La Suède ne produit pas que des groupes pop ou folk à l’accent anglais parfait. La preuve avec The Skull Defekts, quatre gaillards qui donnent dans un genre nettement plus brutal et tribal. Le programme évoque Birthday Party et Jesus Lizard, on pense aussi à Savage Republic pour les percussions de récup (ici, deux bidons en plastique en plus de la batterie). Le groupe est sans doute moins intéressé par le songwriting proprement dit que par la création d’atmosphères sombres et hypnotiques, particulièrement prenantes. Le lightshow minimal (les musiciens sont le plus souvent à contre-jour, éclairé par derrière par de simples projecteurs blancs) et la danse étrange exécutée par le chanteur sur les (longues) parties instrumentales renforcent l’aspect primitif de leur musique, une sorte de rock stoner sans gras, tout en nerfs. Belle découverte.

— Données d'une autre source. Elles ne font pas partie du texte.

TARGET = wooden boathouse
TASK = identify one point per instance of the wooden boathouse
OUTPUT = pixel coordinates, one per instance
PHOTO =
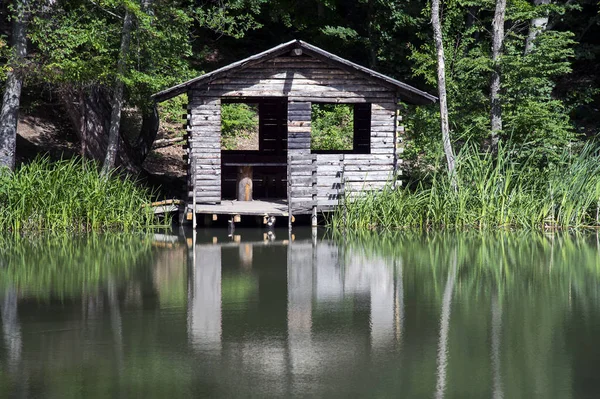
(284, 177)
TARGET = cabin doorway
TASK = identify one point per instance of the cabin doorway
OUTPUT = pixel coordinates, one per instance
(260, 124)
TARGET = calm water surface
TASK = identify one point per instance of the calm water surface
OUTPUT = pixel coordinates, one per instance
(207, 315)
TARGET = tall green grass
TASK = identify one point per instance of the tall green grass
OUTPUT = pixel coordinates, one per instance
(71, 195)
(493, 191)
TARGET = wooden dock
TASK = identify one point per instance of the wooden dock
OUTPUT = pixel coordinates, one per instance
(256, 208)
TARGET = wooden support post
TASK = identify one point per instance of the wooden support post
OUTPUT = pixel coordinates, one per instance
(289, 195)
(313, 218)
(244, 183)
(194, 197)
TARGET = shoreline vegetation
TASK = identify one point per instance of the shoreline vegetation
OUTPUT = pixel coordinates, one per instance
(493, 191)
(72, 196)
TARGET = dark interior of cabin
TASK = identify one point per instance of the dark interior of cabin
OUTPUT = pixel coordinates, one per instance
(269, 161)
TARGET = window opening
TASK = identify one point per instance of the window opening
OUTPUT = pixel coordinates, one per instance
(340, 128)
(240, 126)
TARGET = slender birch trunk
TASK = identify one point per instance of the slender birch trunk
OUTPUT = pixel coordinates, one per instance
(497, 42)
(536, 26)
(117, 104)
(445, 125)
(9, 114)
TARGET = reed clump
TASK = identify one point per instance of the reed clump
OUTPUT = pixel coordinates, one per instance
(492, 191)
(71, 195)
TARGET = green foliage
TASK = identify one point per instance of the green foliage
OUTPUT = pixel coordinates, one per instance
(79, 45)
(238, 121)
(71, 195)
(170, 112)
(332, 127)
(493, 192)
(533, 118)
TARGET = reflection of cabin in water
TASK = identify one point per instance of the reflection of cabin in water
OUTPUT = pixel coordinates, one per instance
(284, 175)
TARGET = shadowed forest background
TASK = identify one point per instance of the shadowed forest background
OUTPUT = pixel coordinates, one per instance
(549, 90)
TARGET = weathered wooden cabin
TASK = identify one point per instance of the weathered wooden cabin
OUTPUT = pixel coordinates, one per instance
(284, 177)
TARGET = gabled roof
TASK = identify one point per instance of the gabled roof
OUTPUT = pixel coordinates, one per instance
(406, 92)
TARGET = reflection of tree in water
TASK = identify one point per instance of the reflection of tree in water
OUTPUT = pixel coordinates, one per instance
(374, 316)
(11, 328)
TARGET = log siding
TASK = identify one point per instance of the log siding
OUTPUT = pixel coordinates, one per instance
(297, 74)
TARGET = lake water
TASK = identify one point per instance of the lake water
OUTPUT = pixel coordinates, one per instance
(205, 314)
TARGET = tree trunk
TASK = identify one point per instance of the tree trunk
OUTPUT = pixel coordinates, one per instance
(536, 26)
(89, 111)
(497, 41)
(115, 117)
(439, 45)
(9, 114)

Comme les deux précédentes, cette troisième soirée se terminait avec un groupe que l’on peut raisonner qualifier de culte : Bardo Pond, l’un des secrets les mieux gardés de l’underground américain depuis plus de vingt ans. Les frères Michael et John Gibbons, guitaristes, portent des T-shirts Sonic Youth et Spacemen 3, ce qui résume assez bien leur approche acid-space-shoegaze-noisy (pour aller vite). La chanteuse et flûtiste occasionnelle, la belle Isobel Sollenberger, arbore quant à elle une sorte de tunique bariolée également assez raccord, si l’on considère que le quintette de Philadelphie pousse dans ses derniers retranchements le psychédélisme de la fin des années 60, comme un Jefferson Airplane qui ne serait jamais vraiment redescendu. On s’abandonne avec délices à ce maelström sonore psychotrope dont on n’émerge que le temps de quelques rares moments bucoliques. Un vrai trip.